Concepts fondamentaux

Une application qui se déploie sur un cluster Kubernetes se compose d’un ensemble d’objets manipulés par les nodes. Il s’agit principalement des Pods, Services et Namespaces.

En outre, Kubernetes contient un certain nombre d’abstractions de niveau supérieur appelées controllers. Ces derniers s’appuient sur les Pods et les Services et fournissent des fonctionnalités supplémentaires. Il s’agit notamment de ReplicatSet, Deployment et StatefulSet.

Pod

Un Pod représente un ensemble de processus en cours d’exécution au sein d’un node du cluster. Un Pod est donc une unité d’exécution de base d’une application Kubernetes, il s’agit du plus petit et du plus simple modèle d’objets. Comme indiqué dans l’image ci-contre, un Pod au sein d’un node possède :

  • Une adresse IP locale,
  • Un ou plusieurs conteneurs Linux . Docker est le runtime de conteneurs le plus courant utilisé dans un Pod, mais d’autres runtimes de conteneurs sont possibles,
  • Un ou plusieurs volumes associés à ces containers, c’est-à-dire des ressources de stockage persistant.

Source : https://kubernetes.io

Étant donné qu’un Pod est déployé dans un node du cluster, si ce dernier tombe en panne, redémarre ou est supprimé pour une raison quelconque alors le Pod disparaît. Afin de garantir aux utilisateurs que leur application s’exécute toujours, Kubernetes offre via son controller ReplicatSet, la possibilité de définir un nombre de réplicats du Pod à déployer et à maintenir constamment en vie. Plus récemment, Kubernetes a mis au point un controller de plus haut niveau nommé Deployment et qui permet de gérer plus facilement le cycle de vie des Pods en définissant un état désiré de son application, c’est-à-dire le nombre de réplicats désiré et la définition des pods à répliquer. Il est recommandé d’utiliser ce dernier controller.

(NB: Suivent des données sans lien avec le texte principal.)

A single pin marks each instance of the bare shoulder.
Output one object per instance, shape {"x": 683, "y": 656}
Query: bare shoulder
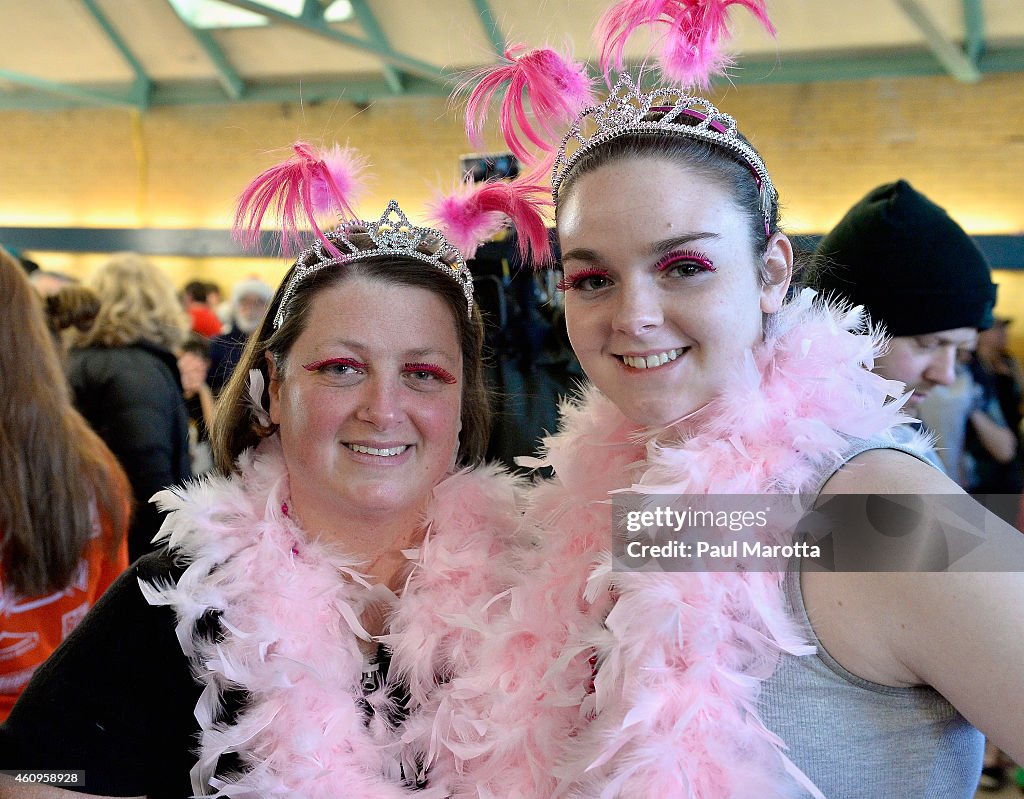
{"x": 889, "y": 471}
{"x": 958, "y": 629}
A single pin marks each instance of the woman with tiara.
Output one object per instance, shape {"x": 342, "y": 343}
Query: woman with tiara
{"x": 706, "y": 380}
{"x": 310, "y": 599}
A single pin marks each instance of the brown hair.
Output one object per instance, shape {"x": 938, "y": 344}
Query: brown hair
{"x": 73, "y": 305}
{"x": 52, "y": 465}
{"x": 138, "y": 303}
{"x": 235, "y": 429}
{"x": 709, "y": 159}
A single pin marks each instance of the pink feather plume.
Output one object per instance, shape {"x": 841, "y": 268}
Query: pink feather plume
{"x": 558, "y": 89}
{"x": 474, "y": 212}
{"x": 311, "y": 182}
{"x": 691, "y": 45}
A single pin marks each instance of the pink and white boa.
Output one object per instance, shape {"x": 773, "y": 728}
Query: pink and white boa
{"x": 680, "y": 658}
{"x": 289, "y": 617}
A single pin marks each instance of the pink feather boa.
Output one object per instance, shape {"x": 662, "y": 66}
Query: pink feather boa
{"x": 673, "y": 708}
{"x": 289, "y": 611}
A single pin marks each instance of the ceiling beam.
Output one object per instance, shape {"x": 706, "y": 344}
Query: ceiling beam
{"x": 808, "y": 68}
{"x": 229, "y": 80}
{"x": 320, "y": 28}
{"x": 358, "y": 90}
{"x": 368, "y": 20}
{"x": 141, "y": 84}
{"x": 956, "y": 62}
{"x": 491, "y": 26}
{"x": 974, "y": 27}
{"x": 79, "y": 95}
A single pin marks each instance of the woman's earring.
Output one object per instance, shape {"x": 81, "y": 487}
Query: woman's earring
{"x": 254, "y": 397}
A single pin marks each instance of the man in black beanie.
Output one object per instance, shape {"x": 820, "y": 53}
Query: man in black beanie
{"x": 915, "y": 270}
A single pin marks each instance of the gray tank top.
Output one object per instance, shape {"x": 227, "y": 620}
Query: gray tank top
{"x": 859, "y": 740}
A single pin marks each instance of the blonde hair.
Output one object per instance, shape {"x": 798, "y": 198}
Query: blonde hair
{"x": 137, "y": 303}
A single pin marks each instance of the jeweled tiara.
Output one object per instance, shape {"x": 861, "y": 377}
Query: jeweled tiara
{"x": 392, "y": 234}
{"x": 629, "y": 111}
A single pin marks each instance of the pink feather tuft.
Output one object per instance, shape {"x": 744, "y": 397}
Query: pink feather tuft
{"x": 308, "y": 183}
{"x": 474, "y": 212}
{"x": 340, "y": 181}
{"x": 690, "y": 48}
{"x": 558, "y": 89}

Dans le cas où l’application nécessite de persister des données, telle une base de données ou un système de messagerie distribué, il est recommandé d’utiliser le controller StatefulSet. Contrairement au controller Deployment, les Pods ne sont pas interchangeables même s’ils sont créés à partir de la même spécification. En effet, dans une application de type master-slave, il est nécessaire de préserver le Pod qui joue le rôle du master et les Pods qui jouent le rôle des slaves. Chacun conserve un unique identifiant à travers n’importe quelle replanification. Les Pods sont associés à des volumes persistants (PersistentVolumes) et lorsqu’un Pod disparait le controller le recrée avec le même identifiant, tout en le rattachant au même volume.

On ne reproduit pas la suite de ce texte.